INGUSH POLICE LAUNCH CLEANSING OPERATION.

Publication: North Caucasus Weekly Volume: 3 Issue: 15

On May 19, Agence France Presse reported that, during recent talks with the newly elected Ingush president, retired FSB General Murat Zyazikov, President Putin “said the [Chechen] refugees must return very soon [to Chechnya] and called for Ingush and Chechen authorities to spearhead repatriation efforts.” Putin, thus, explicitly endorsed a speedy resettlement program. Just three days after Putin’s comments, however, Russian human rights ombudsman Oleg Mironov warned that the worst human rights disaster in all of Russian history would occur if 150,000 IDPs from Ingushetia came home too soon. “For the moment,” Mironov cautioned, “security is not guaranteed in Chechnya. There is not enough housing, not enough jobs.” Whose opinion, one wonders, will prevail on this question, that of Putin or Mironov? (Agence France Presse, May 19)
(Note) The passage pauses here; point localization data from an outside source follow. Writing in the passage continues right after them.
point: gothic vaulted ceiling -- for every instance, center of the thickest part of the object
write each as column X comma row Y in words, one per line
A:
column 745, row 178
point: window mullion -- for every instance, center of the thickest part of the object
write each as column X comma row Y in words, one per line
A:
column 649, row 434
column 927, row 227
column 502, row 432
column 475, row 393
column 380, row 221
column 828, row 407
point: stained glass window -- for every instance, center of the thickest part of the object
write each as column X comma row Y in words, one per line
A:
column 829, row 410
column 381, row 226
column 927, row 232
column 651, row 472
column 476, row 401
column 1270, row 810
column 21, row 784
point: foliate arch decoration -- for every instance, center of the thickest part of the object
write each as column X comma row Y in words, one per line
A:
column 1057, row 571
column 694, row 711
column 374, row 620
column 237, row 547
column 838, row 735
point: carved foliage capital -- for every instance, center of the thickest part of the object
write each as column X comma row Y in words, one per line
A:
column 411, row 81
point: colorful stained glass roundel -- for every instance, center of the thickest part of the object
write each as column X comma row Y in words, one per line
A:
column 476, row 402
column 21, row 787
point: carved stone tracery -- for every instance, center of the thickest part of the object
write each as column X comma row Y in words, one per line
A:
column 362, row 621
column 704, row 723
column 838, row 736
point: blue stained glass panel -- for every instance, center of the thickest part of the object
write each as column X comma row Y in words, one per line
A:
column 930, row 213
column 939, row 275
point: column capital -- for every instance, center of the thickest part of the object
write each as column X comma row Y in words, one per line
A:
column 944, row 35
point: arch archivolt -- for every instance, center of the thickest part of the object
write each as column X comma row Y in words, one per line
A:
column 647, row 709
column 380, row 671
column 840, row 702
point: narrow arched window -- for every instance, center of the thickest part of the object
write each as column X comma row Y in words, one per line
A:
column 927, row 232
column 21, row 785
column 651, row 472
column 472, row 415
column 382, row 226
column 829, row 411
To mark the inauguration of Murat Zyazikov as the new president of Ingushetia, local Ingush police launched a major cleansing operation against the “Alina” camp for Chechen internally displaced persons. “At about 4:00 a.m. [on May 22],” Kommersant reported, “an entire block of the camp in which 3,000 persons live was encircled by a mobile detachment of men carrying automatic weapons.” The Ingush police “dedicated the cleansing of ‘Alina’ to the inauguration of President Murat Zyazikov” (Kommersant, May 23).